Оковы последствий от душевных порывов были сняты… Освобожденные запястья вращались, разминались, нагнетая свежую кровь… Оставалось лишь отвыкнуть держать руки за спиной… И, наконец-таки, уже стать самим собой.

Воодушевленным взглядом я прошелся по своим вещам, придирчиво осмотрелся в своей комнате. Мне хотелось изменений прямо сейчас. Хотя бы их видимости. Для начала – хотя бы первый шаг, что закрепил бы собой серьезность моих намерений, а в дальнейшем служил бы напоминанием.

Под моим тяжелым взглядом угловой шкаф, что упирался в потолок, с хрустом отлепился от паркета. Неслышно посыпались редкие, когда-то сплющившиеся под ним крошки. Замерев над полом и, чуть покачиваясь, словно бы от ветра, а на деле от перескакивания воздействия с одних захваченных в нем точек на другие, он плавно перенесся в противоположный угол. Делал я это осторожно, так как неверно подобранная конфигурация из этих точек могла его разрушить тем же образом, как и необдуманно выковырнутые бруски обрушивают башню в игре Дженга.

Потом же, улегшись на кровать, я не стал отказывать себе в радости кратковременного ощущения полета.
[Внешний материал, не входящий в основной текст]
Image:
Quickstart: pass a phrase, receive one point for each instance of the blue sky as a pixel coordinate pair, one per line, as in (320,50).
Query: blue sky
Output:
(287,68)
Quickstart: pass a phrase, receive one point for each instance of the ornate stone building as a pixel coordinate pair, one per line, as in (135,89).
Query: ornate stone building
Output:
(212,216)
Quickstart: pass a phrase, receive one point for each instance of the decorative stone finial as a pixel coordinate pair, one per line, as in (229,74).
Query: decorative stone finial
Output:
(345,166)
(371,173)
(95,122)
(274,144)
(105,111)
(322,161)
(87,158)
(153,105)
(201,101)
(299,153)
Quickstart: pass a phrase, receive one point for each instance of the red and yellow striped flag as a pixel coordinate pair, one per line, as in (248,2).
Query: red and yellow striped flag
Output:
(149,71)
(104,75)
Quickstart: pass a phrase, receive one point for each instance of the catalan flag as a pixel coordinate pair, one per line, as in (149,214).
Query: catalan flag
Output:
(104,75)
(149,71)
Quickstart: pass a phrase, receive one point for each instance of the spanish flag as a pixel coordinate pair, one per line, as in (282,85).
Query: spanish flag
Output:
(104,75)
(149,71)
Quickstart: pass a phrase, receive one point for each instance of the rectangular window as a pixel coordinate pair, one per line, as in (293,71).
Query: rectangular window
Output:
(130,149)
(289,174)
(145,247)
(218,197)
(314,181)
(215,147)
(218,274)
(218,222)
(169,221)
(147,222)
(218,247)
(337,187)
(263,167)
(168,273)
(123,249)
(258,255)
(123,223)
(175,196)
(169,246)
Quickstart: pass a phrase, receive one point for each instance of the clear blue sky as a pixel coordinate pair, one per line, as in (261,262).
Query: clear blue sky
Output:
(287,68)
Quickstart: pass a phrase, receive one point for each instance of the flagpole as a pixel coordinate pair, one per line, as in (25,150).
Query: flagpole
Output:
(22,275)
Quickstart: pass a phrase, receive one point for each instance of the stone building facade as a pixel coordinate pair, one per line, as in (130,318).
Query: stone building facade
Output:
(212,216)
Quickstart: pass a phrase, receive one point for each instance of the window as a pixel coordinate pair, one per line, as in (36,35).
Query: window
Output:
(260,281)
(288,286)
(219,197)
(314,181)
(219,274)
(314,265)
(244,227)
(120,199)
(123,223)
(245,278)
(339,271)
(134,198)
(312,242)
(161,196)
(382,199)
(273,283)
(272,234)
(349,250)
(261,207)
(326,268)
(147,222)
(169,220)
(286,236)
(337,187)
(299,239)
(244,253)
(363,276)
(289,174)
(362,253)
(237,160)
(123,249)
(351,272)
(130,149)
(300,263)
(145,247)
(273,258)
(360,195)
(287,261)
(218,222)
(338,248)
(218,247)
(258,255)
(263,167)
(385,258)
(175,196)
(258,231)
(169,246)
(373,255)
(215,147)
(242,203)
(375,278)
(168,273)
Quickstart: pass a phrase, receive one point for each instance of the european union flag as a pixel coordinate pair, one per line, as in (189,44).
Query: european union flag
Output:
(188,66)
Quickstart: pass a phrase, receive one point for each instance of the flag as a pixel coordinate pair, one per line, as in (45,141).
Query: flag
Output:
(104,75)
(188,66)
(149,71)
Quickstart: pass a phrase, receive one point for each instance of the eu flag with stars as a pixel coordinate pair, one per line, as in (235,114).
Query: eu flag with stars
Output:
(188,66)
Это было словно как в недавнем сне, пока один из захваченных сегментов в каркасе кровати не сместился под весом давящих на него сверху остальных – зловеще треснула дощечка, отчего койка накренилась, но, среагировав на мой лихорадочный приказ, она тут же выровнялась и поплыла к ближайшей стене.

Повозившись с маскировкой следов порчи не принадлежащего мне имущества, я продолжил экспериментировать с положением остальных предметов в комнате. На перестановку всей мебели ушло не более двух минут.